# Multi-Head Attention -  Behind the Scenes

#### Step 1: Representing a Fake Sentence

- Let's pretend we have 1 sentence made of 5 words.
- Each word is represented as a list of 16 numbers (features).
- This is how computers 'see' and process text.

In [9]:
import torch
import math

x = torch.rand(1, 5, 16)  # shape: [batch_size, sequence_length, embedding_dim]
print('Input shape:', x.shape)

Input shape: torch.Size([1, 5, 16])


#### Step 2: Creating Query, Key, Value Vectors
- Each word becomes 3 versions: Query, Key, and Value.
- This helps the attention mechanism figure out what each word wants, what it offers, and what info it can share.

In [11]:
W_q = torch.rand(16, 16)
W_k = torch.rand(16, 16)
W_v = torch.rand(16, 16)

Q = x @ W_q
K = x @ W_k
V = x @ W_v

print('Q shape:', Q.shape)

Q shape: torch.Size([1, 5, 16])


#### Step 3: Splitting into Multiple Heads
- We use 4 attention heads.
- Each head gets 4 features from each word (16 ÷ 4 = 4).
- So we reshape and rearrange to prepare for multi-head processing.

In [13]:
num_heads = 4
head_dim = 16 // num_heads

Q = Q.view(1, 5, num_heads, head_dim).transpose(1, 2)
K = K.view(1, 5, num_heads, head_dim).transpose(1, 2)
V = V.view(1, 5, num_heads, head_dim).transpose(1, 2)

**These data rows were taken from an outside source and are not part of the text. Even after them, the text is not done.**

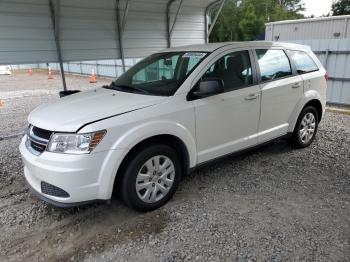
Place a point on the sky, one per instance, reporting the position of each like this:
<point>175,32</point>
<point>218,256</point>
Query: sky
<point>317,7</point>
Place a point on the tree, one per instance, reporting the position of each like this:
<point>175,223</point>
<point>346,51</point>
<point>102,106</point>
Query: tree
<point>251,25</point>
<point>244,19</point>
<point>341,7</point>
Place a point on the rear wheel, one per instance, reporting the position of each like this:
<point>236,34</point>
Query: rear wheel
<point>306,128</point>
<point>151,178</point>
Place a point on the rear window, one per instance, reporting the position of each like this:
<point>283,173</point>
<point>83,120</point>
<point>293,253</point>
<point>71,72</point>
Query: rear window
<point>273,64</point>
<point>303,62</point>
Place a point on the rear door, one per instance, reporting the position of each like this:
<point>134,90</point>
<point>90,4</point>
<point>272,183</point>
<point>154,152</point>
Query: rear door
<point>281,89</point>
<point>311,74</point>
<point>228,122</point>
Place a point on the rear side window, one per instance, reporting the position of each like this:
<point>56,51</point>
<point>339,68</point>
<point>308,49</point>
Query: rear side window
<point>234,69</point>
<point>273,64</point>
<point>303,62</point>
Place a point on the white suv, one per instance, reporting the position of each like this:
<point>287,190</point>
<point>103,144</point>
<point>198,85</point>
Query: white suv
<point>171,112</point>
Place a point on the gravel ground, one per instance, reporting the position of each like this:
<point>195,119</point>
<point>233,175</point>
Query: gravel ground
<point>21,93</point>
<point>272,204</point>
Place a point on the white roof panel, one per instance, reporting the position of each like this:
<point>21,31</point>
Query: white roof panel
<point>88,29</point>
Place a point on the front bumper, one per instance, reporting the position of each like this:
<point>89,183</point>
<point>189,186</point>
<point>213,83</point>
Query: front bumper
<point>86,178</point>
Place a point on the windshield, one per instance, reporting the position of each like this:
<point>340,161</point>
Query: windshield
<point>159,74</point>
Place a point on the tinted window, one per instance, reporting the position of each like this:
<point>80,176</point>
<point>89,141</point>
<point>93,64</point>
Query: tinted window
<point>159,74</point>
<point>234,69</point>
<point>303,62</point>
<point>273,64</point>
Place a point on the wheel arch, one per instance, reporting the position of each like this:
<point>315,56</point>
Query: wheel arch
<point>167,139</point>
<point>312,98</point>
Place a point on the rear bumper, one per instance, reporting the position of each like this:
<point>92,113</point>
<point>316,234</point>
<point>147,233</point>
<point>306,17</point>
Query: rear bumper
<point>86,178</point>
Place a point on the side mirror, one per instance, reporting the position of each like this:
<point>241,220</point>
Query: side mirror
<point>209,86</point>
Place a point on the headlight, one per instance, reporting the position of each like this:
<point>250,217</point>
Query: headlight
<point>74,143</point>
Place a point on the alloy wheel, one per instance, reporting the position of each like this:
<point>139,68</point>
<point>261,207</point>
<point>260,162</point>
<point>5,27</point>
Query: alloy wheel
<point>155,179</point>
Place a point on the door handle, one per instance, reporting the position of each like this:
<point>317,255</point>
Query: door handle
<point>251,97</point>
<point>296,85</point>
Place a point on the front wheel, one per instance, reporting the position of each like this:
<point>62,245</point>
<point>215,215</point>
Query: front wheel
<point>306,128</point>
<point>150,178</point>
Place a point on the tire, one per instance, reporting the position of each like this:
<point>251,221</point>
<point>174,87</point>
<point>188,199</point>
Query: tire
<point>145,187</point>
<point>305,129</point>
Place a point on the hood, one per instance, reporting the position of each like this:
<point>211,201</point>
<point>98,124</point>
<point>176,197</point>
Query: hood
<point>69,113</point>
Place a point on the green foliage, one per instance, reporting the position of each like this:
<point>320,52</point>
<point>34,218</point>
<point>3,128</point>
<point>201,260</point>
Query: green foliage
<point>251,25</point>
<point>246,20</point>
<point>341,7</point>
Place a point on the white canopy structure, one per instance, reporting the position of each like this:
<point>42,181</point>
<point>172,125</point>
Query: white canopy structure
<point>36,31</point>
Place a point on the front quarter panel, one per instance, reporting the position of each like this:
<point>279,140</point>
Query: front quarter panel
<point>173,117</point>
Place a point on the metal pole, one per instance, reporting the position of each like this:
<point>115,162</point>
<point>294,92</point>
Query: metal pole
<point>175,19</point>
<point>55,25</point>
<point>216,17</point>
<point>120,35</point>
<point>168,21</point>
<point>206,12</point>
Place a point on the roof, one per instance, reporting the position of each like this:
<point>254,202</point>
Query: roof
<point>309,20</point>
<point>213,46</point>
<point>34,31</point>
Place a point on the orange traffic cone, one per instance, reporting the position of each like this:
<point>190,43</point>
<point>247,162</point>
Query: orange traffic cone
<point>50,74</point>
<point>93,77</point>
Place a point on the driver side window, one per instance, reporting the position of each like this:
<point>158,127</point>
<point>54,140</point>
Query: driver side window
<point>273,64</point>
<point>234,69</point>
<point>159,70</point>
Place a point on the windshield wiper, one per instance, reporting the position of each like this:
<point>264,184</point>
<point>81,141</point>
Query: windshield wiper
<point>131,88</point>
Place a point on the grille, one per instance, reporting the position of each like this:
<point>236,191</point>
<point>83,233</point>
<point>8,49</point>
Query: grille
<point>37,147</point>
<point>42,133</point>
<point>38,139</point>
<point>52,190</point>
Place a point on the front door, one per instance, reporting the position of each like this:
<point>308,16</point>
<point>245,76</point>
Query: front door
<point>228,122</point>
<point>280,93</point>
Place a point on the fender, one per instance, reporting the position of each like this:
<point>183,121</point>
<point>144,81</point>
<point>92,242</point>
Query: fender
<point>308,96</point>
<point>158,127</point>
<point>131,138</point>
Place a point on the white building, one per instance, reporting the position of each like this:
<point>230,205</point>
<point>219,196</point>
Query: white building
<point>329,38</point>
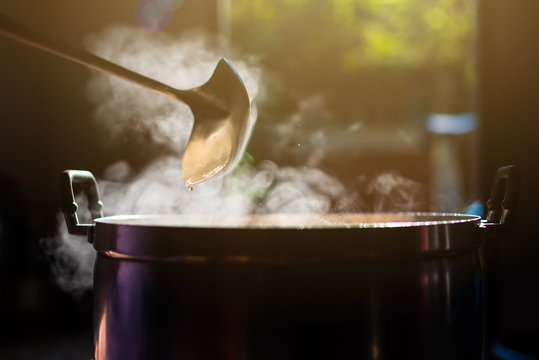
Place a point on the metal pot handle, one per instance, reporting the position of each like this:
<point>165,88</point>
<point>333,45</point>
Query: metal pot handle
<point>85,181</point>
<point>503,202</point>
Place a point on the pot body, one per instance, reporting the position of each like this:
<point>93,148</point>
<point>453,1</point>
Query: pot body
<point>427,308</point>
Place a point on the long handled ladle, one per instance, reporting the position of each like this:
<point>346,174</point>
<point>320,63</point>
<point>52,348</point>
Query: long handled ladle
<point>220,106</point>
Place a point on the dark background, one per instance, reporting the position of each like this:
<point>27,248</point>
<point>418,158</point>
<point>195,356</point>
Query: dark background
<point>46,126</point>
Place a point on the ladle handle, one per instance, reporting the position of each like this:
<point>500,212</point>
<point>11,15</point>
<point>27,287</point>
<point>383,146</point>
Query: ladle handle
<point>503,202</point>
<point>85,180</point>
<point>17,32</point>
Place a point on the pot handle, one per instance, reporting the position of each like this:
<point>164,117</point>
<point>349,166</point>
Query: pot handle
<point>503,202</point>
<point>84,180</point>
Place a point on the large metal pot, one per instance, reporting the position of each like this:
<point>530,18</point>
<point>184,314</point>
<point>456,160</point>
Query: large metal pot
<point>364,286</point>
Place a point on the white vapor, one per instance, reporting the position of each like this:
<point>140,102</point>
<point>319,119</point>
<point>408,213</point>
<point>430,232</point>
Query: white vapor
<point>251,188</point>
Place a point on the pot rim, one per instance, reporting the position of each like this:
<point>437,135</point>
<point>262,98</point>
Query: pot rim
<point>139,238</point>
<point>292,220</point>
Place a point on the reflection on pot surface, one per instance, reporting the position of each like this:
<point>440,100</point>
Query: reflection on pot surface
<point>429,309</point>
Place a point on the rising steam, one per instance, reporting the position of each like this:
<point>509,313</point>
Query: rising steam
<point>251,188</point>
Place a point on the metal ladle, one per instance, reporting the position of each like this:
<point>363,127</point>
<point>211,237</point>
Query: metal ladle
<point>220,106</point>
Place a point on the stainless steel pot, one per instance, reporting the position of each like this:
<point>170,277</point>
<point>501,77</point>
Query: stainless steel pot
<point>367,286</point>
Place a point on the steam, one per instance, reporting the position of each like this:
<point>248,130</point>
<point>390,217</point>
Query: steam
<point>251,188</point>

print('Q shape after split:', Q.shape)  # [1, 4, 5, 4]

Q shape after split: torch.Size([1, 4, 5, 4])


#### Step 4: Attention Calculation for Each Head
- For each head, we calculate how much attention to pay to each word.
- Then, use that to mix values accordingly.

In [15]:
scores = torch.matmul(Q, K.transpose(-2, -1)) / math.sqrt(head_dim)
weights = torch.softmax(scores, dim=-1)
attention_output = torch.matmul(weights, V)

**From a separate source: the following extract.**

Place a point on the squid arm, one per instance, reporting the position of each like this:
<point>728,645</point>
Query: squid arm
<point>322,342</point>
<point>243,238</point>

print('Attention output per head:', attention_output.shape)  # [1, 4, 5, 4]

Attention output per head: torch.Size([1, 4, 5, 4])


#### Step 5: Combine All Heads
- Bring all heads back together into one tensor.
- Each word becomes a 16-feature vector again (4 heads × 4 features).

In [17]:
attention_output = attention_output.transpose(1, 2).reshape(1, 5, 16)
print('Combined attention output:', attention_output.shape)

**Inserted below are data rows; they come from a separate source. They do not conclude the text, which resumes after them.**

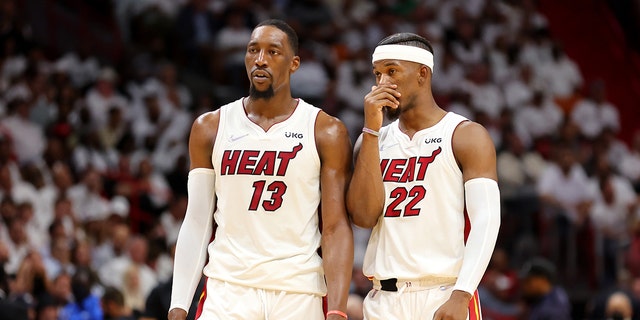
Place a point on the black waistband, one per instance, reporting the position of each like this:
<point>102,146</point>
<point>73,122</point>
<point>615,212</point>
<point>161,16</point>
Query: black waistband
<point>389,285</point>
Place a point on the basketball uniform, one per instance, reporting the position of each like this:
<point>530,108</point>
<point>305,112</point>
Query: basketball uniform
<point>419,238</point>
<point>268,191</point>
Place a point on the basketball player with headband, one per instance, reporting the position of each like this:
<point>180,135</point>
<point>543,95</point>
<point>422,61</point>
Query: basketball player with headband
<point>421,182</point>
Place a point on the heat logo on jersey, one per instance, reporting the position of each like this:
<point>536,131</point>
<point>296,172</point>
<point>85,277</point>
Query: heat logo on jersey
<point>255,162</point>
<point>407,170</point>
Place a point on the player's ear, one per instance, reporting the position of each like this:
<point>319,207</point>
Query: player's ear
<point>424,74</point>
<point>295,64</point>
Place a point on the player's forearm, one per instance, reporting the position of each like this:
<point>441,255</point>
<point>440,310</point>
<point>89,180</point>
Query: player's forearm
<point>193,238</point>
<point>483,205</point>
<point>337,260</point>
<point>365,197</point>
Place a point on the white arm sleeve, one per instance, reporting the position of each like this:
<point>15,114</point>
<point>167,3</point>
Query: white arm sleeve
<point>193,238</point>
<point>482,198</point>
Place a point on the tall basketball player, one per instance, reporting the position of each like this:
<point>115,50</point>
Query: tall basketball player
<point>416,176</point>
<point>260,167</point>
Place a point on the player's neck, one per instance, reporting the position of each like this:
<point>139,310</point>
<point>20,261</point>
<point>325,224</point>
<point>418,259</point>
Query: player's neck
<point>267,112</point>
<point>276,106</point>
<point>424,115</point>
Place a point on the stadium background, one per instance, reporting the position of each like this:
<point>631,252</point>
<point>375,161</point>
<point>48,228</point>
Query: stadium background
<point>97,98</point>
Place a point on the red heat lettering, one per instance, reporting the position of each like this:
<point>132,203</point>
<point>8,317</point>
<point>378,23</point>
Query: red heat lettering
<point>229,162</point>
<point>248,161</point>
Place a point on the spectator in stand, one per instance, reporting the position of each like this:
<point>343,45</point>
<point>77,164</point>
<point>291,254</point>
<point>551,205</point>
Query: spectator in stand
<point>311,81</point>
<point>113,306</point>
<point>115,246</point>
<point>353,81</point>
<point>485,95</point>
<point>103,95</point>
<point>538,119</point>
<point>562,77</point>
<point>519,91</point>
<point>629,164</point>
<point>499,288</point>
<point>89,202</point>
<point>466,46</point>
<point>614,205</point>
<point>28,138</point>
<point>563,191</point>
<point>116,272</point>
<point>231,44</point>
<point>519,169</point>
<point>85,305</point>
<point>544,298</point>
<point>448,75</point>
<point>594,113</point>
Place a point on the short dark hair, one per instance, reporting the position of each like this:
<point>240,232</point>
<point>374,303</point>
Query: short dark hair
<point>111,294</point>
<point>284,27</point>
<point>407,39</point>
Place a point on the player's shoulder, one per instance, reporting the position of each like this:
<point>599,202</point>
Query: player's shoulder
<point>471,135</point>
<point>208,118</point>
<point>327,125</point>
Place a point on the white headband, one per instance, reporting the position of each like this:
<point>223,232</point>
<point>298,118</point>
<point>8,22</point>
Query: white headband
<point>406,53</point>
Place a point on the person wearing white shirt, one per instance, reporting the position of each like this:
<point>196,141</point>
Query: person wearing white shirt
<point>615,201</point>
<point>595,113</point>
<point>562,188</point>
<point>28,138</point>
<point>485,95</point>
<point>103,96</point>
<point>629,165</point>
<point>561,75</point>
<point>538,119</point>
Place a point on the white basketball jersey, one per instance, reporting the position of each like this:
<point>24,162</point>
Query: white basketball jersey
<point>268,191</point>
<point>421,230</point>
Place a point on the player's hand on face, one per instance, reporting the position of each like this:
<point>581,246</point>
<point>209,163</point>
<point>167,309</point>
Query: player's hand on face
<point>380,96</point>
<point>177,314</point>
<point>456,308</point>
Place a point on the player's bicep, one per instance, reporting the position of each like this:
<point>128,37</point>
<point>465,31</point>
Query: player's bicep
<point>474,151</point>
<point>201,139</point>
<point>334,149</point>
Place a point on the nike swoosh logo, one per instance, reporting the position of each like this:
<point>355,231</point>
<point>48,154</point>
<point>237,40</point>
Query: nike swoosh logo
<point>385,147</point>
<point>233,138</point>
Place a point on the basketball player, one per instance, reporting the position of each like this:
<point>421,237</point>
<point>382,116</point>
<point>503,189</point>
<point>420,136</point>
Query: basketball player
<point>262,165</point>
<point>418,175</point>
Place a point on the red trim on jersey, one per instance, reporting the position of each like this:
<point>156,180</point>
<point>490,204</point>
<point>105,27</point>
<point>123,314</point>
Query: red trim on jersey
<point>203,297</point>
<point>467,225</point>
<point>475,312</point>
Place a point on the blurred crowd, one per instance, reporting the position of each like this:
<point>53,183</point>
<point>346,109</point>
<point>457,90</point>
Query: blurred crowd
<point>93,152</point>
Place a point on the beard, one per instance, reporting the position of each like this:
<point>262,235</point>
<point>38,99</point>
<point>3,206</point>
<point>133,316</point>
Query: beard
<point>257,94</point>
<point>394,114</point>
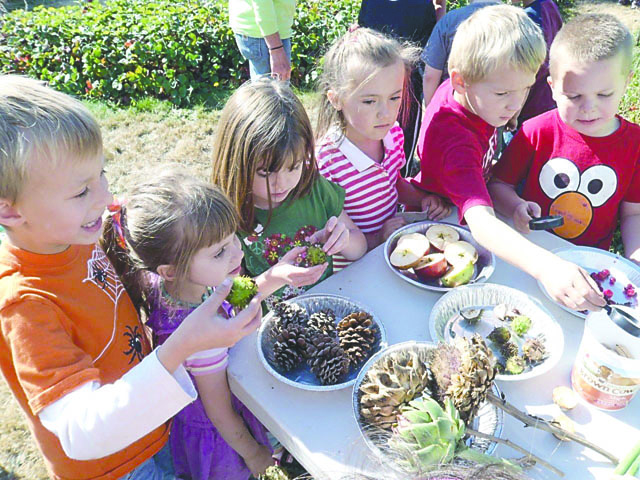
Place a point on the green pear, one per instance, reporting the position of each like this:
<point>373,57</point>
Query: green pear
<point>458,275</point>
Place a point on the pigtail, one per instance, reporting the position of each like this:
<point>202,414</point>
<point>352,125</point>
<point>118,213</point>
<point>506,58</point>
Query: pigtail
<point>114,245</point>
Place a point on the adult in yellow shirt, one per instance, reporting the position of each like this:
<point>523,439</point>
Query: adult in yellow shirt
<point>263,34</point>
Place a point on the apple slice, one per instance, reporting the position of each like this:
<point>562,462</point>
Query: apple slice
<point>416,242</point>
<point>458,275</point>
<point>460,252</point>
<point>431,266</point>
<point>403,257</point>
<point>441,235</point>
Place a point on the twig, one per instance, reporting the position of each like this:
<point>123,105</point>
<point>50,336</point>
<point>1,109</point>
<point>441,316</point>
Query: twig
<point>510,444</point>
<point>547,426</point>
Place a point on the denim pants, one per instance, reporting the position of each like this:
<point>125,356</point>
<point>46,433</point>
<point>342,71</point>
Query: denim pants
<point>158,467</point>
<point>256,51</point>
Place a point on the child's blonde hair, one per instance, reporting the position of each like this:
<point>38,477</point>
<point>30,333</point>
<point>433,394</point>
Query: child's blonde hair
<point>262,126</point>
<point>591,38</point>
<point>353,59</point>
<point>165,221</point>
<point>493,37</point>
<point>39,122</point>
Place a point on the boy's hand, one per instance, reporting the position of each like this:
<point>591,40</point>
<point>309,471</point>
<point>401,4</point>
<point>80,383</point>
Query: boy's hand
<point>570,285</point>
<point>436,207</point>
<point>334,236</point>
<point>294,275</point>
<point>391,225</point>
<point>523,213</point>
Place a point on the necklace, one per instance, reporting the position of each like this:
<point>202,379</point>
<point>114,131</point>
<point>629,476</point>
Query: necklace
<point>181,303</point>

Combined attention output: torch.Size([1, 5, 16])


#### Step 6: Final Output Projection
Just like finishing a painting, one last transformation to polish the result.

In [19]:
W_o = torch.rand(16, 16)
output = attention_output @ W_o

print('Final output shape:', output.shape)
print('Final output:', output)

Final output shape: torch.Size([1, 5, 16])
Final output: tensor([[[32.8207, 44.8129, 36.9854, 37.3850, 33.7823, 32.0725, 37.7987,
          37.2566, 35.7764, 26.0753, 41.7246, 37.4823, 43.3969, 38.7887,
          32.5871, 36.0374],
         [32.7385, 44.7132, 36.9051, 37.3156, 33.7123, 32.0124, 37.7272,
          37.1702, 35.7004, 26.0061, 41.6326, 37.3906, 43.3078, 38.6993,
          32.5240, 35.9688],
         [32.7951, 44.7773, 36.9601, 37.3581, 33.7594, 32.0519, 37.7721,
          37.2325, 35.7563, 26.0558, 41.6965, 37.4553, 43.3652, 38.7631,
          32.5718, 36.0132],
         [32.7404, 44.7106, 36.8987, 37.3192, 33.7165, 32.0080, 37.7316,
          37.1678, 35.7139, 26.0038, 41.6335, 37.3912, 43.3118, 38.7009,
          32.5341, 35.9692],
         [32.7122, 44.6647, 36.8760, 37.2830, 33.6825, 31.9878, 37.6914,
          37.1457, 35.6705, 25.9867, 41.5982, 37.3578, 43.2631, 38.6705,
          32.5098, 35.9370]]])


### Meaning of the Output

- **Shape `[1, 5, 16]`** → 1 sentence, 5 words, each now represented by 16 features.
- **Values** --> These numbers are the new, richer meaning of each word after attention, capturing context and relationships.